The strain used in this study was isolated from soil sample near oil shop at Salem, Tamil Nadu, India. Serial dilution was performed and then plated on to tributrin agar base containing 1% tributrin and Tween 80 at pH 8.0. Lipase/esterase production was detected by observing clear zones around isolated colonies.6 Lipase activity was then detected by growth on Rhodamine B agar medium at 30 °C for 72 h.7 Colonies which showed orange fluorescence under
UV irradiation indicated true lipase activity and non-lipolytic bacteria formed pink colonies.8 Based on the morphological and biochemical features as well as by 16S rRNA sequencing identification was performed. The extracted genomic DNA was used as template and amplified by PCR with the aid of 16S rDNA Primers – 16S Forward Selleckchem Sotrastaurin Primer: 5′-AGAGTTTGATC(AC)TGGCTCAG-3′,16S Reverse Primer: 5′-AAGGAGGTG(AT)TCCA(AG)CC-3′. The resultant amplified product was sequenced and compared with other related sequences using
BLAST programme.
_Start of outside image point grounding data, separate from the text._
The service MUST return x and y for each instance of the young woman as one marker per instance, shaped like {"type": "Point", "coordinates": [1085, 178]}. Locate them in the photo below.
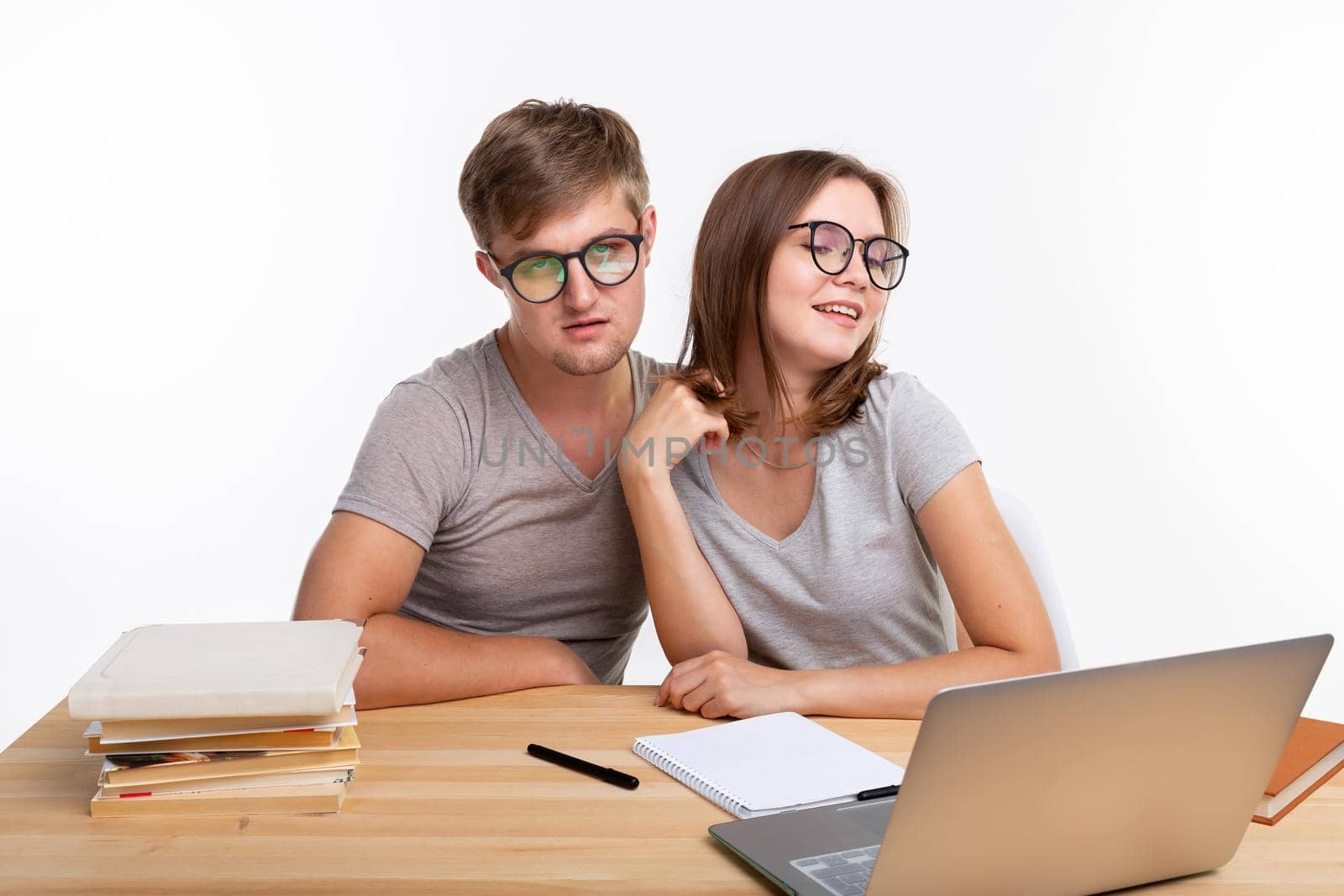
{"type": "Point", "coordinates": [793, 500]}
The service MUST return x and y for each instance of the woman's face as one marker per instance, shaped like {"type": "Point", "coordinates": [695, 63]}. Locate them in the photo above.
{"type": "Point", "coordinates": [810, 340]}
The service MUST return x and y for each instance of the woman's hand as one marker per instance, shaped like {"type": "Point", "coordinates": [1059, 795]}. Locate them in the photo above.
{"type": "Point", "coordinates": [721, 684]}
{"type": "Point", "coordinates": [669, 429]}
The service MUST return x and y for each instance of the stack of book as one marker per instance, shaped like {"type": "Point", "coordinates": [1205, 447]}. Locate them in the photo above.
{"type": "Point", "coordinates": [223, 719]}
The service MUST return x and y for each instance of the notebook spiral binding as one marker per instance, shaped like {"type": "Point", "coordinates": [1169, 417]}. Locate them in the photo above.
{"type": "Point", "coordinates": [703, 786]}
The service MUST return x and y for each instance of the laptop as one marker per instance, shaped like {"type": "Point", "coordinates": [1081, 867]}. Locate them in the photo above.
{"type": "Point", "coordinates": [1068, 782]}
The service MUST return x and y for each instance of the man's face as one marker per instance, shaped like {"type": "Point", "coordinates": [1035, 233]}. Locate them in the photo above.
{"type": "Point", "coordinates": [588, 328]}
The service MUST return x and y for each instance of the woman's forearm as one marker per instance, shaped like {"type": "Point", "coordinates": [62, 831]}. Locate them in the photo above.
{"type": "Point", "coordinates": [904, 691]}
{"type": "Point", "coordinates": [691, 613]}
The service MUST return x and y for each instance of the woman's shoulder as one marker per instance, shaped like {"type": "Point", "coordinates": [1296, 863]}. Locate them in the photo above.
{"type": "Point", "coordinates": [893, 394]}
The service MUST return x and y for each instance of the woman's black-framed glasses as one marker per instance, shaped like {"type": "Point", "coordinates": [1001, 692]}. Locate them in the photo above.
{"type": "Point", "coordinates": [832, 250]}
{"type": "Point", "coordinates": [609, 261]}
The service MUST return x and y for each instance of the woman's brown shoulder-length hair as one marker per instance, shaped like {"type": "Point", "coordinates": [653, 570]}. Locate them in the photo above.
{"type": "Point", "coordinates": [743, 224]}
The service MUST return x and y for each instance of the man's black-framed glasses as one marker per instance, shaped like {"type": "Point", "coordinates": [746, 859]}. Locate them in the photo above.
{"type": "Point", "coordinates": [832, 250]}
{"type": "Point", "coordinates": [609, 261]}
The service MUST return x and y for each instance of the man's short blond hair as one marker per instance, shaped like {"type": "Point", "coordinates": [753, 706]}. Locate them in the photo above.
{"type": "Point", "coordinates": [539, 159]}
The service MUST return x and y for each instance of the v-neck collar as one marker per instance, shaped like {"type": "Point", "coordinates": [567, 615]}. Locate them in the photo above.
{"type": "Point", "coordinates": [496, 359]}
{"type": "Point", "coordinates": [777, 544]}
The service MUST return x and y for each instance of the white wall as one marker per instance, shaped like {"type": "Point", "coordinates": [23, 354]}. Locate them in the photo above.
{"type": "Point", "coordinates": [226, 230]}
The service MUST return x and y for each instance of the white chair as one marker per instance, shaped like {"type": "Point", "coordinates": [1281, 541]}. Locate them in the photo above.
{"type": "Point", "coordinates": [1025, 531]}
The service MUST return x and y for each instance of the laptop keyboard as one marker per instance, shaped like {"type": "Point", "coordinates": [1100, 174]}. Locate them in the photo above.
{"type": "Point", "coordinates": [844, 873]}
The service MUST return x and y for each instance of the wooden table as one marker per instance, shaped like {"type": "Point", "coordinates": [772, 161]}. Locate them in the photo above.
{"type": "Point", "coordinates": [447, 801]}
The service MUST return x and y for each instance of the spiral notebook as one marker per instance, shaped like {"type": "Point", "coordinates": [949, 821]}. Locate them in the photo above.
{"type": "Point", "coordinates": [769, 765]}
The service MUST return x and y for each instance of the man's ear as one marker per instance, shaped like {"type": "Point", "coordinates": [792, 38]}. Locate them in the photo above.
{"type": "Point", "coordinates": [487, 268]}
{"type": "Point", "coordinates": [649, 228]}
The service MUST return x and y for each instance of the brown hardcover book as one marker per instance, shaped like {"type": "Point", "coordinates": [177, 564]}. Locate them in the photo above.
{"type": "Point", "coordinates": [225, 802]}
{"type": "Point", "coordinates": [1314, 754]}
{"type": "Point", "coordinates": [233, 782]}
{"type": "Point", "coordinates": [167, 768]}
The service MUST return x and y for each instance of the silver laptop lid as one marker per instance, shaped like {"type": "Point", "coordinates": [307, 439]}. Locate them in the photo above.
{"type": "Point", "coordinates": [1095, 779]}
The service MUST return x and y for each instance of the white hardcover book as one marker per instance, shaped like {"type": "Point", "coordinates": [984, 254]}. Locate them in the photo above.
{"type": "Point", "coordinates": [769, 765]}
{"type": "Point", "coordinates": [206, 671]}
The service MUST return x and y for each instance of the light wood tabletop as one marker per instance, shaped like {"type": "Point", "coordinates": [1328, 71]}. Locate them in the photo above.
{"type": "Point", "coordinates": [448, 801]}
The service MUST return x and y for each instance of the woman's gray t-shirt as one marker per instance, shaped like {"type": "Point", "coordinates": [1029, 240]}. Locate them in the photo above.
{"type": "Point", "coordinates": [855, 584]}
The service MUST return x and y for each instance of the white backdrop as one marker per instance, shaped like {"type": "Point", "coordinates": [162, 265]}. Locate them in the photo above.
{"type": "Point", "coordinates": [228, 230]}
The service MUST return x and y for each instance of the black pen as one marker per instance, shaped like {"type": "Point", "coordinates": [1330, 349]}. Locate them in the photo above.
{"type": "Point", "coordinates": [609, 775]}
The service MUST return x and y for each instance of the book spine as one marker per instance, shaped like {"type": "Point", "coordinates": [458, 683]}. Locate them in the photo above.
{"type": "Point", "coordinates": [689, 777]}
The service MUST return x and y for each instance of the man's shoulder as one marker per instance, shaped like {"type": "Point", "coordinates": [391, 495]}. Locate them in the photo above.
{"type": "Point", "coordinates": [457, 378]}
{"type": "Point", "coordinates": [649, 365]}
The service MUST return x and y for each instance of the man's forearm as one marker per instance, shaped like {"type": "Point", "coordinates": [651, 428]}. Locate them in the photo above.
{"type": "Point", "coordinates": [410, 663]}
{"type": "Point", "coordinates": [691, 613]}
{"type": "Point", "coordinates": [904, 691]}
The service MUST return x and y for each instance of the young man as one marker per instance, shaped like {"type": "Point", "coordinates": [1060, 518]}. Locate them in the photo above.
{"type": "Point", "coordinates": [483, 537]}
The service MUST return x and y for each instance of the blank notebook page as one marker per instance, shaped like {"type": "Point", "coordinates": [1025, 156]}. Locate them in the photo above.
{"type": "Point", "coordinates": [769, 763]}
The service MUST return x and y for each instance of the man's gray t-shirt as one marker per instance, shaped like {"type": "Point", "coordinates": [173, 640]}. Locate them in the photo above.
{"type": "Point", "coordinates": [855, 584]}
{"type": "Point", "coordinates": [515, 543]}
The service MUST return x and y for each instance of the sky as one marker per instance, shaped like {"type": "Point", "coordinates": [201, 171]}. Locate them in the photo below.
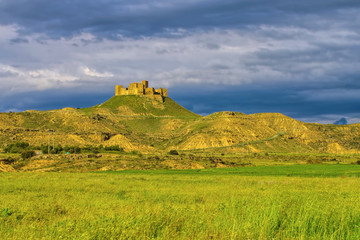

Further, the nucleotide sequences of the isolate was aligned using CLUSTAL W mega version 5. One loopful culture from a nutrient agar slant was inoculated in 50 ml tryptone soy broth Selleck SB431542 medium and incubated at 50 °C overnight. Five milliliter was inoculated in to the medium containing 1% olive oil, 0.02% CaCl2·2H2O, 0.01% MgSO4·7H2O and 0.04% FeCl3·6H2O, then incubated for 72 h at 50 °C under shaking condition at 150 rpm. The initial pH of the medium was adjusted to pH 7.0.9 To measure the bacterial growth and lipase production with respect to the incubation time, culture samples were removed at 2 h interval and centrifuged at 5000 g for 10 min. Pellets were resuspended in 1 ml of 0.01 M phosphate buffer, pH 7 and the absorbance was measured at 600 nm.10 Culture supernatants were used to determine lipolytic activity. The effect of pH on lipase Carnitine palmitoyltransferase II production was studied by adjusting the pH of culture media to 6.0, 7.0, 8.0, 9.0, 10.0 and 11.0 respectively by the addition of 1.0 N HCl/NaOH prior to sterilization. One milliliter of 48 h old culture was inoculated and incubated at 37 °C for 10 min by shaking. Similarly, the effect of temperature
was studied by incubating at 30 °C–70 °C, at pH 7.0 for 10 min. Likewise, the effect of tryptone, CaCl2 and HgCl2, Triton X100 and Hexane was studied with concentrations ranging from 0.5% to 2.5% and 0.2% to 1.2%. Short chain, long chain oils such as butter fat and olive oil at a concentration of 0.5%–3% was used to determine lipase production in crude sample. The crude enzyme was obtained by centrifugation at 5,000 rpm at 4 °C for 10 min. Lipase activity was assayed according to the method of Sadasivam and Manickam 1996.11 Two milliliter of 0.1 M phosphate buffer, 1 ml of olive oil and 1 ml crude enzyme was incubated at 40 °C for 30 min.11 The reaction was stopped by adding 5 ml ethanol before titration against 0.1 N NaOH using phenolphthalein as indicator until the end point is reached.